Knowing what the Core Question and the category are, we have some idea of what we’d expect to see: Celaena participating in the Tests and having meaningful experiences in subplots. However, the competition itself is de-emphasized more and more as the book continues. Towards the end, one part of the competition is dismissed with a sentence: “Amidst her worrying, another Test passed without incident or embarrassment.” Another Test is flat-out cancelled. The question that caught readers’ curiosity in the first place is sidelined in favor of scenes where Celaena goes to the ball, searches for a murderer, plays piano, kills a monster, gets a puppy, trains with the captain of the guard, eats candy and so on, until the climax where we witness the last Test. If you’re suspending belief and caught up in the subplots, you might barely notice this. But if those scenes aren’t working for you, you might start thinking “Hey, wasn’t she here to participate in a contest? What happened to that?” 

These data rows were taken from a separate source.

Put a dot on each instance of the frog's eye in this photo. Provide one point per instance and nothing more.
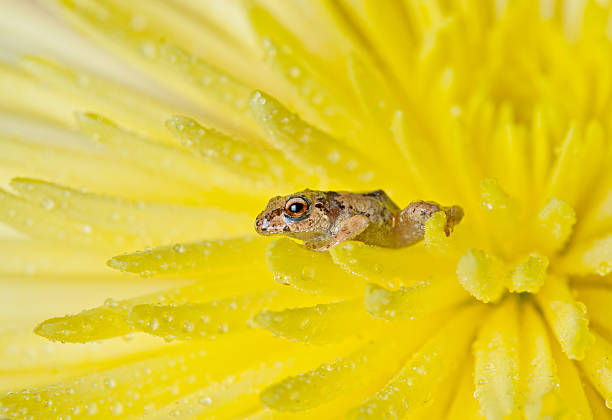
(297, 208)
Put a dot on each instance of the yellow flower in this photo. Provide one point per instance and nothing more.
(162, 152)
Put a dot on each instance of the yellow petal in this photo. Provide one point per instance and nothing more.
(390, 267)
(538, 368)
(571, 400)
(496, 373)
(594, 257)
(249, 160)
(554, 225)
(87, 91)
(320, 324)
(417, 301)
(156, 379)
(111, 319)
(566, 317)
(597, 299)
(309, 271)
(482, 275)
(148, 223)
(597, 365)
(369, 367)
(529, 275)
(207, 320)
(428, 369)
(343, 166)
(216, 256)
(465, 405)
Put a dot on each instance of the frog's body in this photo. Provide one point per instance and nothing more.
(325, 218)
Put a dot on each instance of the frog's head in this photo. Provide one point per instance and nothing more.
(304, 215)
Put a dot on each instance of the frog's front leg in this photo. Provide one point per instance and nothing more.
(350, 229)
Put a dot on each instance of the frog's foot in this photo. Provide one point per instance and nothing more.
(454, 215)
(350, 229)
(410, 222)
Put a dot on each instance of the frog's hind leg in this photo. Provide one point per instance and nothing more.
(350, 230)
(410, 222)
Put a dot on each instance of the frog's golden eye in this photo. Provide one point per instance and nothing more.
(297, 208)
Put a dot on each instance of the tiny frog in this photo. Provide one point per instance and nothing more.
(323, 219)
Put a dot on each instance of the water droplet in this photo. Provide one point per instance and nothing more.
(110, 303)
(294, 72)
(92, 409)
(334, 156)
(47, 203)
(154, 324)
(188, 326)
(116, 409)
(308, 272)
(138, 22)
(110, 383)
(148, 50)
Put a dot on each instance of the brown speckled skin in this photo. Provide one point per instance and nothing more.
(370, 217)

For me, Throne of Glass was a 5-star book — what can I say, I am a sucker for characters going to the ball and eating candy — but if readers expect to read about a contest, and that contest is quietly de-emphasized over the course of the book, then on some level we’re going to feel like our expectations weren’t met. It’s easy to forgive if we like the story, but if the reader isn’t buying into it, then the ways in which it doesn’t meet expectations loom all the larger. This is reflected in critical reviews of the book: although it enjoys a high rating on Goodreads overall, the most liked review is one star, which makes the same point in a rather more snarky way.

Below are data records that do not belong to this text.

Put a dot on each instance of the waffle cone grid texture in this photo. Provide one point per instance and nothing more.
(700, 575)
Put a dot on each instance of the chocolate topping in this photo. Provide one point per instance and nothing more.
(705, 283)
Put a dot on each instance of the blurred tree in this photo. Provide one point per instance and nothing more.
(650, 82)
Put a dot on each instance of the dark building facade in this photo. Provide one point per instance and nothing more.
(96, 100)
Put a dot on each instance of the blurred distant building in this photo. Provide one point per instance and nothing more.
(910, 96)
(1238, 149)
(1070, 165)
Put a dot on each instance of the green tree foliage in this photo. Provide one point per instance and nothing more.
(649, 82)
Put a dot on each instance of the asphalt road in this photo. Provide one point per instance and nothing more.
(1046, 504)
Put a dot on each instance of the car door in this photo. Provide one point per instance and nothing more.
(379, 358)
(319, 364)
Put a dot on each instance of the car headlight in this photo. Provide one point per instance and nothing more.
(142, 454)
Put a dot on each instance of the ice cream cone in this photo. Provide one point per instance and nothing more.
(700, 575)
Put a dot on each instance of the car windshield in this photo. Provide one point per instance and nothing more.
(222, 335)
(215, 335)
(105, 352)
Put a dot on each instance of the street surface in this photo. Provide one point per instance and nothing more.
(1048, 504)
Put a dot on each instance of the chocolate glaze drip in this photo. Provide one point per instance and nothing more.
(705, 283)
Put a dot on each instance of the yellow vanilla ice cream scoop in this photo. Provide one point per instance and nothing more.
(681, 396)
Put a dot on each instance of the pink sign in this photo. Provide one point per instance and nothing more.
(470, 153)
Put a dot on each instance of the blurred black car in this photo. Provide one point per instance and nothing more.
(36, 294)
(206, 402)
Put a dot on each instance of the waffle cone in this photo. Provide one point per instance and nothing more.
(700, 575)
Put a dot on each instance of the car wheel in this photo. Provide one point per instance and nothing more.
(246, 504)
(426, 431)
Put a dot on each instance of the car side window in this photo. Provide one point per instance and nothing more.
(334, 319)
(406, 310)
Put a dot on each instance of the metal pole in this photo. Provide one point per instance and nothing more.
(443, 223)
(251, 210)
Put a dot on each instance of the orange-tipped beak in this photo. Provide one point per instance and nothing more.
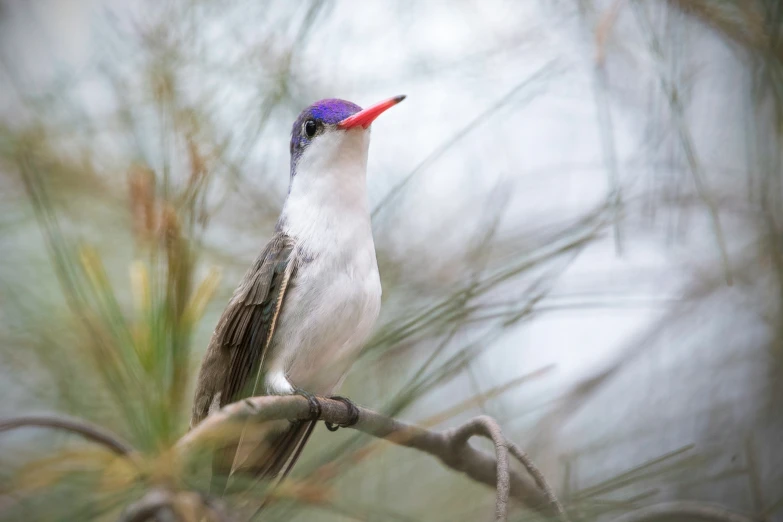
(366, 116)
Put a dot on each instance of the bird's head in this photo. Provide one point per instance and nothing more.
(333, 136)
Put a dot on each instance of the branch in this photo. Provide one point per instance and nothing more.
(449, 446)
(81, 427)
(668, 511)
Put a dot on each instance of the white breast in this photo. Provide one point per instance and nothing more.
(334, 300)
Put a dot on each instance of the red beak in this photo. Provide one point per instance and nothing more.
(366, 116)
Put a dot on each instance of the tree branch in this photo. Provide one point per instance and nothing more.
(81, 427)
(450, 446)
(668, 511)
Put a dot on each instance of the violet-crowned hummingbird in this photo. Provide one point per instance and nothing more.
(302, 312)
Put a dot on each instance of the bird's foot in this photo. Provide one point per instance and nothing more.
(312, 400)
(353, 414)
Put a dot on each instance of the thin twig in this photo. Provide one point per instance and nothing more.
(667, 511)
(449, 446)
(81, 427)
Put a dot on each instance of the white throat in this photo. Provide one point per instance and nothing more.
(327, 207)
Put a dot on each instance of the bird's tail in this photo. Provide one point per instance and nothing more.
(269, 457)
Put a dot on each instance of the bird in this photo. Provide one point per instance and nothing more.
(302, 312)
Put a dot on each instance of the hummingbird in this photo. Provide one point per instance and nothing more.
(302, 312)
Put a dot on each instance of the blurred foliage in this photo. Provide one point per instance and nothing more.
(140, 200)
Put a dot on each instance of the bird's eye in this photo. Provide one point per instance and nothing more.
(310, 128)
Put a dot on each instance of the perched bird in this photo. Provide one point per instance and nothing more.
(302, 312)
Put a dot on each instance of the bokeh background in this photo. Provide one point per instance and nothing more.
(578, 213)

Shifted: Siren Prophecy 1 has a slightly different problem: it has two Core Questions for the main character’s plot arc, meaning that the reader continually feels confused and their expectations can’t be satisfied. The story kicks off when the teenage Myreen defies the rules she’s lived with all of her life and goes to a party after dark. She comes back to find her mom has been killed by vampires. This creates a straightforward Core Question: “Who killed Myreen’s mom and why?” It also suggests a host of other questions: “Is Myreen next? Did she somehow bring it on herself by breaking her mom’s rules? Will she seek revenge? How can she protect herself against vampires?” We have an innocent hero, a sudden event and, very likely, a test of survival: classic Dudette with a Problem.

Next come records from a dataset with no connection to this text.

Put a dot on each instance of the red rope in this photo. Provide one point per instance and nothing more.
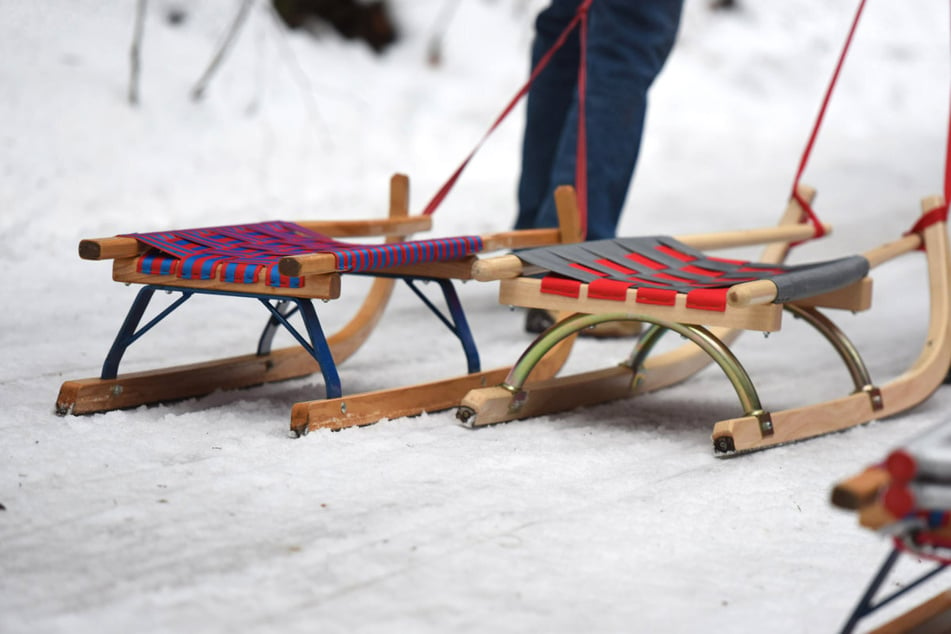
(820, 231)
(581, 160)
(581, 18)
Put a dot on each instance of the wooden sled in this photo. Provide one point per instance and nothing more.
(907, 497)
(316, 352)
(750, 305)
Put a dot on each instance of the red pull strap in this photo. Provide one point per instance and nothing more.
(813, 218)
(581, 172)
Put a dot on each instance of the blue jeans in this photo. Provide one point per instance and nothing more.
(628, 43)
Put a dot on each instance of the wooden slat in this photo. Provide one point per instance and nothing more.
(861, 489)
(86, 396)
(371, 407)
(315, 287)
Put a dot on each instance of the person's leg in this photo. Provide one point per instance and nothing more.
(628, 43)
(549, 100)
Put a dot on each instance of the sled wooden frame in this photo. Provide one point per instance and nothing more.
(757, 428)
(111, 391)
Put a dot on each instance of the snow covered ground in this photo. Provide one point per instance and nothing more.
(202, 516)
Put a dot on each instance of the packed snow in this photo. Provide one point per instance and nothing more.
(203, 516)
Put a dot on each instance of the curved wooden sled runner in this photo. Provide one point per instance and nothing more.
(321, 281)
(750, 306)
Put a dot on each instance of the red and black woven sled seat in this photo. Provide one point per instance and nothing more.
(661, 267)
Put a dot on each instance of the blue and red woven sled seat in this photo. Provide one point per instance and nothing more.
(251, 253)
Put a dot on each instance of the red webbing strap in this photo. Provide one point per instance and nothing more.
(813, 218)
(581, 18)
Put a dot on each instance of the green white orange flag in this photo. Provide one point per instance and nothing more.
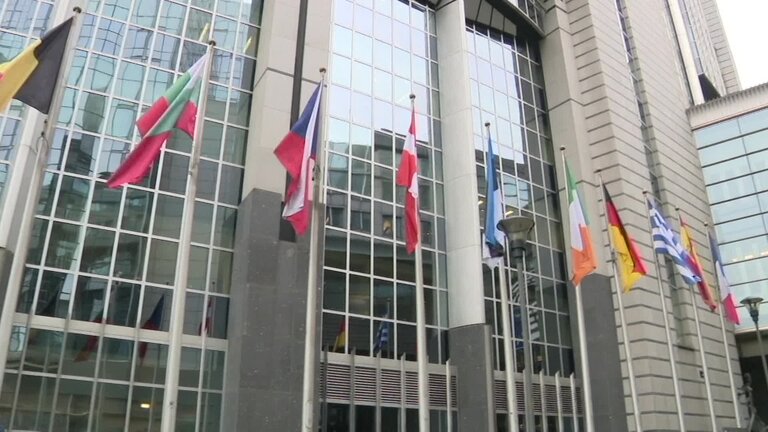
(176, 109)
(584, 260)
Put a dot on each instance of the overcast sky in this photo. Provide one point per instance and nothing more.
(746, 24)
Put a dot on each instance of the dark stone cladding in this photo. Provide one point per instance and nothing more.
(470, 347)
(265, 362)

However, a teacher from a special school for shifters immediately swoops in and whisks Myreen away from the scene of the crime. Once Myreen gets to this school, she becomes preoccupied with coping with her previously unknown mermaid powers, dealing with bullies, making new friends and navigating flirtations. So the bulk of her story falls into the Institutionalized category, with the core question being “Will Myreen learn to control her powers and find her place in shifter society?” The loss of her mother is never far from her mind, but she doesn’t seem curious about why her mother was targeted, who was behind it, if she too is a target, how she can strike back, and so on. Her mother’s murder is what kicks off the story, but it’s soon pushed to the side in favor of high-school hijinks and the story suffers for it.

Most readers have never heard the words “inciting incident,” couldn’t tell you the difference between an iconic hero and a transformational hero, and don’t care why some stories are told in first person and others in third. But they know on some instinctual level if a story seems off, and if our heroine is preoccupied with hot boys and mean girls three days after her mother was murdered by vampires, the story can’t ring emotionally true. Myreen’s plot has two story questions, and trying to treat them with equal weight means that neither one really works. 

Reducing stories to ten basic categories might feel grating, because it’s in our nature as writers to want to do something new and amaze readers with our brilliance and creativity. But using these categories as tools can help our stories feel more accessible and coherent. If you’re writing a story, which category does it fit in? Which category is your favorite to read or watch? (Institutionalized and Golden Fleece are mine.)